In the copy shop, a bunch of students waited for service. She skirted them and marched to the head of the line. Pressing herself against the counter, she called out to a pimply kid with glasses who was working three clattering copiers at once.“Hey!”

The students behind her grumbled.

The guy at the machines gave a dismissive toss of his head. “I’ll be there in a—”

“Now!” she shouted.“Now! This is an emergency.”

The kid's head swung around, startled.

“Hurry!” said Molly.

“Geez,” he said coming to the counter.“What's the big—?”

“I need copies of this,” She held out Danny's picture.“And right away.”

The guy took the photo and looked at it. The shop had fallen silent and everyone was watching Molly.“Copies. Lots of them,” she repeated.“My little boy's been kidnapped!”

Behind her she could hear the patrons buzzing as the word “kidnapped” made the rounds of the shop.

“Sure,” he said.“You wan’ color or black and white?”

“Whatever. Black and—no, color. Wait, what do they cost?” She rummaged through her purse. By the time she figured out how much she had, the guy was already at a machine. He hit a button and the thing started spewing out perfect color copies, layer upon layer of smiling Dannys.

“I don’t have that much money with me,” she explained when he rushed back with the pile.
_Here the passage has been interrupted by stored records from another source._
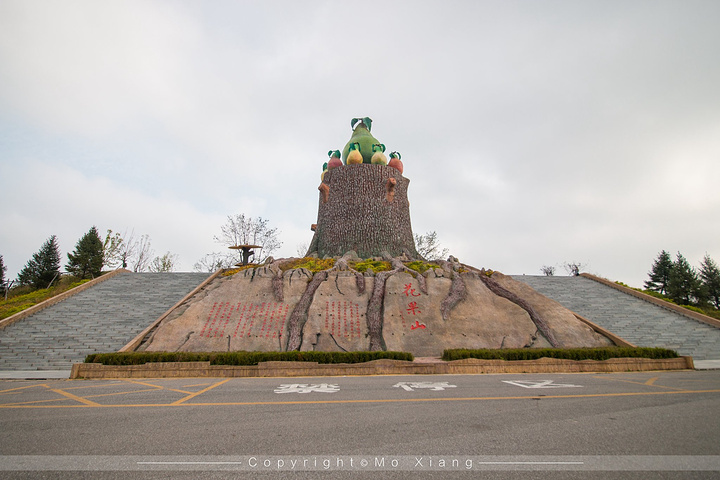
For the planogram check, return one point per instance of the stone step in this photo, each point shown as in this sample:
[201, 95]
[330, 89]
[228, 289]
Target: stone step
[100, 319]
[633, 319]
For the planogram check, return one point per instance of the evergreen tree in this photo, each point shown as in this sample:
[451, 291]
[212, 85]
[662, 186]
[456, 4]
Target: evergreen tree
[710, 276]
[660, 273]
[684, 286]
[43, 267]
[87, 259]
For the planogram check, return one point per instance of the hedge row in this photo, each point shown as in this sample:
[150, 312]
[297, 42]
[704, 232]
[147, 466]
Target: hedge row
[241, 358]
[564, 353]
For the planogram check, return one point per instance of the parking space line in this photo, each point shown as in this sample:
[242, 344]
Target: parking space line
[22, 388]
[183, 400]
[650, 382]
[74, 397]
[85, 403]
[159, 387]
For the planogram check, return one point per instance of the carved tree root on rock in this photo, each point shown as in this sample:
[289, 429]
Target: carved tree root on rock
[374, 312]
[298, 317]
[342, 264]
[457, 293]
[543, 328]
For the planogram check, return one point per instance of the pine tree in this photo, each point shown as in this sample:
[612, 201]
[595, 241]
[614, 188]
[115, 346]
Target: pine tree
[684, 286]
[3, 269]
[710, 276]
[660, 273]
[87, 259]
[44, 267]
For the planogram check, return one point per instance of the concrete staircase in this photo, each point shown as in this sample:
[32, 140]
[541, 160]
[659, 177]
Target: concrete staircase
[102, 318]
[107, 316]
[635, 320]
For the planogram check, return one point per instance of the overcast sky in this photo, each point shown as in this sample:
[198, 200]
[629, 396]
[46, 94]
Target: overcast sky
[533, 132]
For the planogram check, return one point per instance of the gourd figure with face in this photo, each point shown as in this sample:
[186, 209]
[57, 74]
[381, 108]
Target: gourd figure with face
[395, 161]
[322, 175]
[334, 159]
[378, 157]
[354, 155]
[361, 136]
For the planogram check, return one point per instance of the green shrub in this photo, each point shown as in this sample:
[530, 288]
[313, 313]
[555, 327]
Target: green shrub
[241, 358]
[313, 264]
[24, 297]
[421, 267]
[603, 353]
[372, 265]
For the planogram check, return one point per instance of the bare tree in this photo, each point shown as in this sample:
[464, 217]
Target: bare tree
[548, 270]
[574, 268]
[166, 263]
[143, 254]
[301, 249]
[242, 230]
[429, 247]
[213, 262]
[128, 251]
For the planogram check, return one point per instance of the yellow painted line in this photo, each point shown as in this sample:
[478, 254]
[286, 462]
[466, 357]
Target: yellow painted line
[121, 393]
[33, 402]
[159, 387]
[94, 386]
[386, 400]
[183, 400]
[74, 397]
[650, 382]
[23, 388]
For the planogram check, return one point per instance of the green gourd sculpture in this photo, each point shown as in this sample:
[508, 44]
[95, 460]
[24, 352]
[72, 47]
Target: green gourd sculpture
[354, 155]
[378, 157]
[362, 136]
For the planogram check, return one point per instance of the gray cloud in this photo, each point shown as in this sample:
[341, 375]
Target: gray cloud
[533, 132]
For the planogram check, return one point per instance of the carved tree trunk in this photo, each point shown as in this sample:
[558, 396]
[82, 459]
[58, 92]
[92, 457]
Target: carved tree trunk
[364, 208]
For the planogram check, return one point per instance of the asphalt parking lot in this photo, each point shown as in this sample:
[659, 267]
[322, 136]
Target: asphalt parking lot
[665, 423]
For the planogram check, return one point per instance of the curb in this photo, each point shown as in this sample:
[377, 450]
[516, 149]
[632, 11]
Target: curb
[376, 367]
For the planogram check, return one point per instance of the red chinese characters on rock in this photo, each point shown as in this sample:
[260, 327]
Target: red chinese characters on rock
[243, 320]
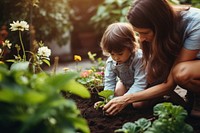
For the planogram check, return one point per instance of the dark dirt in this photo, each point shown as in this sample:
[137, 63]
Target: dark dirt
[100, 123]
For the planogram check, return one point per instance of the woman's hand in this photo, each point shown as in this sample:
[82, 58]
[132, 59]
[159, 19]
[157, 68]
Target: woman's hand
[115, 105]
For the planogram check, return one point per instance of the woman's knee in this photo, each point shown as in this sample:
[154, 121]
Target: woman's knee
[181, 73]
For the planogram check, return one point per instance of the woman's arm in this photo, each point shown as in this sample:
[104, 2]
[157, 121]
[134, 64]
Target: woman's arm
[118, 103]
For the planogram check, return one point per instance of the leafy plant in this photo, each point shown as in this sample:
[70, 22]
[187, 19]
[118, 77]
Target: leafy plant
[92, 78]
[38, 55]
[33, 103]
[106, 95]
[168, 119]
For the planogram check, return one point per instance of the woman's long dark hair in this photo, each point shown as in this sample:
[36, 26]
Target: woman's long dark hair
[158, 16]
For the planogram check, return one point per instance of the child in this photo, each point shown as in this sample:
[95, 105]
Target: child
[124, 72]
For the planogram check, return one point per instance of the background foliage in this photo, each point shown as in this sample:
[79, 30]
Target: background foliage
[50, 18]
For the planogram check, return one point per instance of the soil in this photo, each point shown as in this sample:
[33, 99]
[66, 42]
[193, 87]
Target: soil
[100, 123]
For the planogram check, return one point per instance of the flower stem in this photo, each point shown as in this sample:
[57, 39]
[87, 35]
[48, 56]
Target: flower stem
[23, 49]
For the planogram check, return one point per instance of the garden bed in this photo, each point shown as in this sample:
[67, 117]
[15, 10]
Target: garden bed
[100, 123]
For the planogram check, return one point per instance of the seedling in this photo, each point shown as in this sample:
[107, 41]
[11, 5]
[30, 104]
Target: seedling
[169, 119]
[106, 95]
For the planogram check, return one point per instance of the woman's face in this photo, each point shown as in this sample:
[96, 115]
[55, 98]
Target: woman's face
[121, 57]
[145, 34]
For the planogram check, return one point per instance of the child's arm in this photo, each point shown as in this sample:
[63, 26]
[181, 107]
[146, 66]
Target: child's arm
[110, 77]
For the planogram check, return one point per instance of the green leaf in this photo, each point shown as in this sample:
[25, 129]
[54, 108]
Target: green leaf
[75, 88]
[20, 66]
[47, 62]
[106, 93]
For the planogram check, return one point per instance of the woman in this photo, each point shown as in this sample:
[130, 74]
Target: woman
[170, 40]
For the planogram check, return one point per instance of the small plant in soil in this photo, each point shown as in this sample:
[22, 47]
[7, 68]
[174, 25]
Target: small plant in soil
[106, 95]
[168, 119]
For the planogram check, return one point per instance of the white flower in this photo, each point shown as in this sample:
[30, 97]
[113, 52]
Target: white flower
[21, 26]
[7, 43]
[44, 52]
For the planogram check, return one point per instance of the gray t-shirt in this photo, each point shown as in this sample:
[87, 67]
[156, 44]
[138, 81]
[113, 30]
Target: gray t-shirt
[131, 73]
[191, 29]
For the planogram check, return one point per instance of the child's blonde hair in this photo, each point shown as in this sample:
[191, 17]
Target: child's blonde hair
[118, 36]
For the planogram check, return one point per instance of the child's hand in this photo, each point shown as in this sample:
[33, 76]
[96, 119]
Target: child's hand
[99, 104]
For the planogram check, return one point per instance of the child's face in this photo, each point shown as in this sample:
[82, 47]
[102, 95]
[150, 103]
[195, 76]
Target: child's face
[145, 34]
[121, 57]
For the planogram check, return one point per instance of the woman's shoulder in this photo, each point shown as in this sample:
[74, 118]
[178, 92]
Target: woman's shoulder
[138, 53]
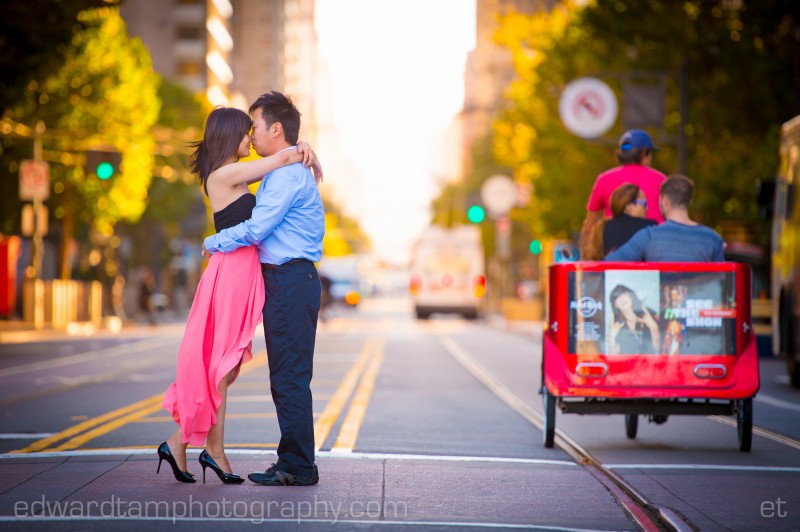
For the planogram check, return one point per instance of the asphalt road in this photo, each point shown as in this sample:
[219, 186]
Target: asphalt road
[440, 418]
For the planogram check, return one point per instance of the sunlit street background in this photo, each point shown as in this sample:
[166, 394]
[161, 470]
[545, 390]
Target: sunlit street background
[460, 140]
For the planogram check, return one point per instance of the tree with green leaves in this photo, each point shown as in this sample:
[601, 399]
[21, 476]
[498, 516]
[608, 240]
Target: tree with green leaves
[742, 84]
[35, 36]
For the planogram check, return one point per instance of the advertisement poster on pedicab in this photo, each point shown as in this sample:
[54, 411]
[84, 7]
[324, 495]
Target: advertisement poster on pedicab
[632, 297]
[698, 313]
[652, 312]
[586, 313]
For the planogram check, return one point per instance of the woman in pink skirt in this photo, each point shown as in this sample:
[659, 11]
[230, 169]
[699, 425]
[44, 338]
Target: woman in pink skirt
[229, 300]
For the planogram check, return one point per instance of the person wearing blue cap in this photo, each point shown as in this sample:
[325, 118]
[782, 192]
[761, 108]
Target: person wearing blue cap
[635, 156]
[679, 238]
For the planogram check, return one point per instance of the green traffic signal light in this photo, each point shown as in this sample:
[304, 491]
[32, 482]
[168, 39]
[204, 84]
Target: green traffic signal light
[104, 170]
[476, 214]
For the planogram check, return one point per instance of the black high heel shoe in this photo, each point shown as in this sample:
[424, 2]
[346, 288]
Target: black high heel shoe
[227, 478]
[165, 454]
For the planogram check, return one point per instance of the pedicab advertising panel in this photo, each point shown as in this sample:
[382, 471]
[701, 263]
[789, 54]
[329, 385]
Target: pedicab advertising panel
[649, 339]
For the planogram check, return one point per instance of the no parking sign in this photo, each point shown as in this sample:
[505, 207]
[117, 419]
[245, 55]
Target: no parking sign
[588, 107]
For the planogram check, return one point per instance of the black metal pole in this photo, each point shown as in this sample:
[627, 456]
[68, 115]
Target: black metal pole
[684, 109]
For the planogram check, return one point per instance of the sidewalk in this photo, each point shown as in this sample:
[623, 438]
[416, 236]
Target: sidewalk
[96, 490]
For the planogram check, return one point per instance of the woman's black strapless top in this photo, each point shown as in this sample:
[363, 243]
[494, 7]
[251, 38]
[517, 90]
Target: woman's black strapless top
[235, 213]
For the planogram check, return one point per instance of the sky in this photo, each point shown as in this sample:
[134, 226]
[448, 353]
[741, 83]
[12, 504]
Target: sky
[394, 71]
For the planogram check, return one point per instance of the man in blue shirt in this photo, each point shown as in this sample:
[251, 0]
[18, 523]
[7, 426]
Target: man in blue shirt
[287, 224]
[679, 238]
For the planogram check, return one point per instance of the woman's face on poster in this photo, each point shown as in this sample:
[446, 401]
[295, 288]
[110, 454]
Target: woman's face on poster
[624, 303]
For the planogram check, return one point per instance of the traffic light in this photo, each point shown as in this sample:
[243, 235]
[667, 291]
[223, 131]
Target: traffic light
[103, 164]
[476, 214]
There must have been a hundred pictures in his hand. It was at times like this that she wished the bank hadn’t revoked her credit cards.“But I can—”

“Forget it,” he said with a wave, surprising her.“I just hope you find your kid.”

The students were all craning toward the pile in Molly's hand, muttering and shaking their heads.

Molly held up the picture for all to view.“If any of you see this boy, please call the Ithaca police right away. Okay?”

The store turned utterly somber. A young woman nodded. Then everybody followed suit, nodding and mumbling a yeah, yes, sure, of course.

 

Incredibly, she found the Ruzickas. They were in the mall, up in the food court eating quickie Chinese. Spotting them from across the
central arcade, Molly's heart started pounding. Her eyes swept the immediate vicinity. There sat the parents with their little boy and their school-age daughter, the four of them hunched over their Styrofoam containers, shoveling in some stringy green mess with noodles. Just the four of them. No sign of Danny.